La misa acabó con una sesión fotográfica. Infinita, según el coadjutor, que no veía la hora de que nos fuéramos y poder cerrar la iglesia. Pero son ésos los recuerdos que te quedan para realimentarnos y restañar heridas.

En fín, la parte religiosa salió muy bien. No todos en la familia viven estas cosas con el mismo agrado e implicación, pero todos fueron generosos con los que sí lo hacemos. Y la verdad, así es como se va haciendo familia, con pequeñas renuncias de cada parte en beneficio del sentir general. Y a los papás, que primero dudaban sobre si en nuestras circunstancias debiéramos hacerlo o no, luego les encantó. Se les veía felices rodeados de todos nosotros. “¿Ves? ¿Tú crees que deberíamos haber suprimido todo esto?”, me regañó Rafa porque yo había sido uno de los que dudaban de la conveniencia de celebrar las bodas en una fecha tan reciente a la muerte de Javier. “Por supuesto que no, Rafa, reconocí, hubiera sido un error”. Y es verdad. No importan las lágrimas que nos hayan podido costar las emociones de este acto. Merecen la pena. Javier sería el primero en insistir en que esta fecha no nos la podíamos saltar por ninguna razón.

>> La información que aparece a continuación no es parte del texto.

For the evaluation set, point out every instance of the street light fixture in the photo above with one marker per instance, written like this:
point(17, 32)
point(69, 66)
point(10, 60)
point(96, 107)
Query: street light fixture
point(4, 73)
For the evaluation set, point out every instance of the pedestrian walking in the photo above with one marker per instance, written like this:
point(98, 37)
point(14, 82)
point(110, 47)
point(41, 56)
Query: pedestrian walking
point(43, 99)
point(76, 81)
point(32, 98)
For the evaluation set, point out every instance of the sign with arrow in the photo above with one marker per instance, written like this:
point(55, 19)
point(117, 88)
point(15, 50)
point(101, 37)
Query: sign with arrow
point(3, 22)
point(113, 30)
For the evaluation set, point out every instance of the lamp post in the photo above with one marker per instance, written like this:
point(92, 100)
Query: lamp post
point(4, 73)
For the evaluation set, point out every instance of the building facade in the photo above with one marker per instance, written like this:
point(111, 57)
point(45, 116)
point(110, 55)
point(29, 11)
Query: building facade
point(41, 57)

Y tras la fiesta canónica, la gastronómica. Los pintxos, el marisco, el jamón y las innumerables viandas que mis hermanos habían reservado para la ocasión en el Pasarela. Pues eso, una pasada. Todo estaba adornado como para una gran fiesta familiar con globos, fotografías, escritos y demás encantos propios de una familia con más críos que adultos (aunque por lo que disfrutamos y comentamos, no era fácil distinguir entre quiénes eran los críos y quiénes los adultos). Lo bonito era que se habían reunido todos, nietos y bisnietos para prepararlo. Así que todo aquello tenía todo el encanto de las cosas hechas con cariño.

Lo demás es lo sabido. Comimos más de lo aconsejable (que me lo digan a mí que pagué caros mis excesos), bebimos lo que no se puede contar (para desesperación de Rafa que no paraba de ir a buscar sus botellas Premium de vino gourmet al escondite en el que las conserbaba como oro en paño), jugamos a las cartas (volví a perder y eso pese a jugar con mi padre; esto se está convirtiendo en una maldición) y, sobre todo, estuvimos juntos mucha gente, con bastante ruido y sin molestar a nadie. Una envidia para cualquiera.